2. This is not how real volcanoes work. Real volcanoes erupt due to the immense pressure underground forcing magma up through the surface of the earth.
You’ve seen baking soda and vinegar mix before right? It just never gets old to me (and my little ones). In this post we do the same basic reaction, but volcano style!
You will need:
1/8 cup baking soda
1 T. Flour
1 1/2 tsp. water
~1/4 cup white vinegar (it really doesn’t matter how much, just enough to have fun)
bowl to mix in
shallow plate or tray (needs a lip so it can hold liquid)
food coloring (optional)
1. Mix your flour and baking soda together. Stir in your water. It should look like a crumbly mixture when you’re done. Pinch it with your fingers, if it holds it’s shape, it’s ready. If it crumbles apart then add just a little more water.
You can add some food coloring to make it more fun. We went with green, since Mount St Helen’s was covered in trees.
2. Dump your mixture onto your plate/tray/shallow bowl and form it into a mountain.
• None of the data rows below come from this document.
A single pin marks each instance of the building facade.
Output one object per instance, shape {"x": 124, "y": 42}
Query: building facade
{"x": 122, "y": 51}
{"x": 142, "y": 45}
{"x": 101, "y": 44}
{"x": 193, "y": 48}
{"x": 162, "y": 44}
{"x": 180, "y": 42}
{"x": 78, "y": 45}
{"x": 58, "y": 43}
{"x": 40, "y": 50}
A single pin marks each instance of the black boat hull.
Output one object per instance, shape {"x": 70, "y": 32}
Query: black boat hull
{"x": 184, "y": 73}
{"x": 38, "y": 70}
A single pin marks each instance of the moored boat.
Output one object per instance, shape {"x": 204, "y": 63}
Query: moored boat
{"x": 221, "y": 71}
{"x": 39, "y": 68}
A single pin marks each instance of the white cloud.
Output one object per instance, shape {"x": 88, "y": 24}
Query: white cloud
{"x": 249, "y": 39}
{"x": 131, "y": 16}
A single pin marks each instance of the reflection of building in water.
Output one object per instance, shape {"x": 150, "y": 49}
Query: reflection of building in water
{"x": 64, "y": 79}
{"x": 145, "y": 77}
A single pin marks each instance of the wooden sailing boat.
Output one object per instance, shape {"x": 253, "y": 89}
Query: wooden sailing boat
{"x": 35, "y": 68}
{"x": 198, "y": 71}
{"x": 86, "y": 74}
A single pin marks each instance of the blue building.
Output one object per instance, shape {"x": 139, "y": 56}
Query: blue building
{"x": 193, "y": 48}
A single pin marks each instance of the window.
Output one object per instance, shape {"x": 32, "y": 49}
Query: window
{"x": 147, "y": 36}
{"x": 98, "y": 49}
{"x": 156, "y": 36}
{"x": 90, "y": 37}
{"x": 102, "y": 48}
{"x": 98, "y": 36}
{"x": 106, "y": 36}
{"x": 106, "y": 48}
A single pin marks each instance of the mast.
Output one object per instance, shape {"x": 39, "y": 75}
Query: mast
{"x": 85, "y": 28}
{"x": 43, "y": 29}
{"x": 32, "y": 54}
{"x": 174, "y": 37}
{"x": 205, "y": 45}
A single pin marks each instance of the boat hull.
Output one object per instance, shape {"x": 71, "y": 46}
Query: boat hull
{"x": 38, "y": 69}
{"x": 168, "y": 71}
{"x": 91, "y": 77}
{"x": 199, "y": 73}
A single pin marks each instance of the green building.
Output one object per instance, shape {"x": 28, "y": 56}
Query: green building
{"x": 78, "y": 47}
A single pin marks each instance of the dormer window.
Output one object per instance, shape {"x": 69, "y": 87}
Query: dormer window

Squeeze it/compact it well.
3. Poke a hole in your mountain, with a pointy object (a pen worked just fine for us!)
4. Pour some of your white vinegar into a bowl or measuring cup. Add food coloring if desired (we used red for magma!).
5. Using your dropper, drop/squirt vinegar into the center of your volcano! Watch it fizz, bubble and overflow!
6. You already got all the stuff out and made a volcano. If you want let the kids students keep going until either your dish is full, or you’ve reacted all your baking soda.